1
$\begingroup$

Let $f_i,b_1,\cdots b_k$ be column vectors of length $d$, and let $[c_{i1}, \cdots c_{ik}]$ be a row vector.

Let $O = ||f_i -\sum_{r=1}^{k} c_{ir}(b_r) ||^2_2$. The second term is a linear combination of the $b_r$.

I am interested in calculating the partial derivative with respect to $c$, i.e $[\frac{\partial O}{\partial c_{i1}} \cdots \frac{\partial O}{\partial c_{ik}}]$.

When I use the norm definition and calculate the partial derivative, the expression looks very long for each $c_{ir}$. Is there any way to represent the above partial derivative in a very compact manner?

  • 0
    Yes. I have edited the question2012-08-18

1 Answers 1

1

To simplify, I will use $c$ to denote the row vector $[c_{i1}, \cdots c_{ik}]$.

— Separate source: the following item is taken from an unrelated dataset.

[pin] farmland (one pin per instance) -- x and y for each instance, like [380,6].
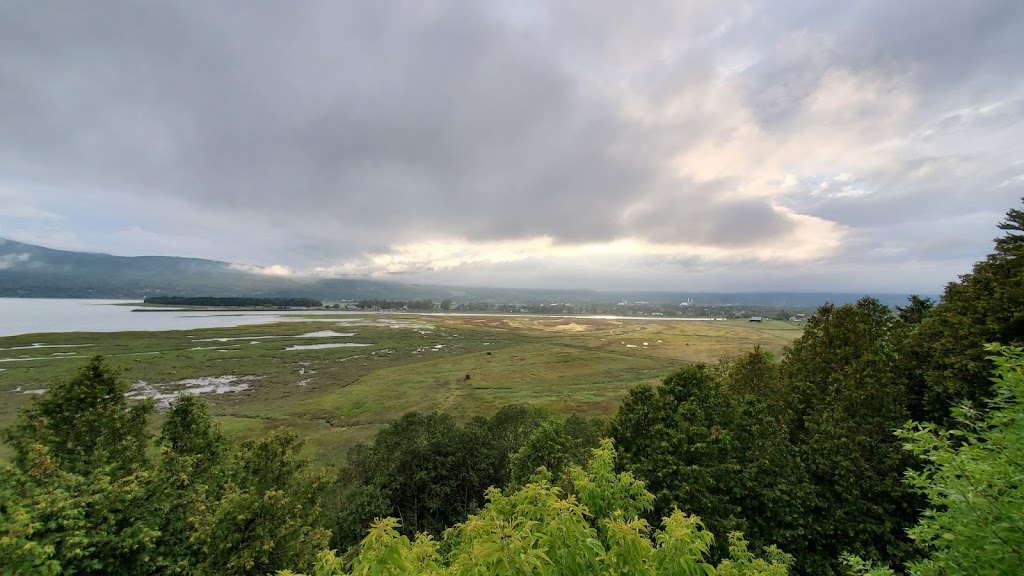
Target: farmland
[338,379]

A slight notational complexity is introduced by choosing $c$ to be a row vector. Other than that, the total derivative (as opposed to the partials) can be computed in a straightforward manner.

Let $\phi(x) = \sum_{i=1}^d x_i^2$. Then we have $D \phi(x) = 2 x^T$, or equivalently, $D \phi(x)(h) = 2 x^T h$.

Let $L(c) = f_i -\sum_{r=1}^{k} c_{r}(b_r)$. If we let $B = \begin{bmatrix} b_1 \cdots b_k \end{bmatrix}$, this can be written more compactly as $L(c) = f_i - B c^T$ ($c$ is a row vector). By linearity, you have $DL(c)(h) = -Bh^T$. (If $c$ were a column vector, we could just write $DL(c) = -B$.)

You have $O = \phi \circ L$, hence by the product rule, $D O(c)(h) = D \phi (L(c))(D L(c)(h))$, so we have $D O(c)(h) = 2 L(c)^T(-B h^T) = -2 (f_i -B c^T)^T B h^T$.

Choosing $h = e_j^T$ ($e_j$ is the $j$th unit vector) gives the partials:

$\frac{\partial O(c)}{\partial c_j} = D O(c)(e_j^T) = -2 (f_i -B c^T)^T b_j =-2 (f_i^T -c B^T) b_j = -2 (f_i -\sum_{r=1}^{k} c_{r}(b_r))^T b_j$.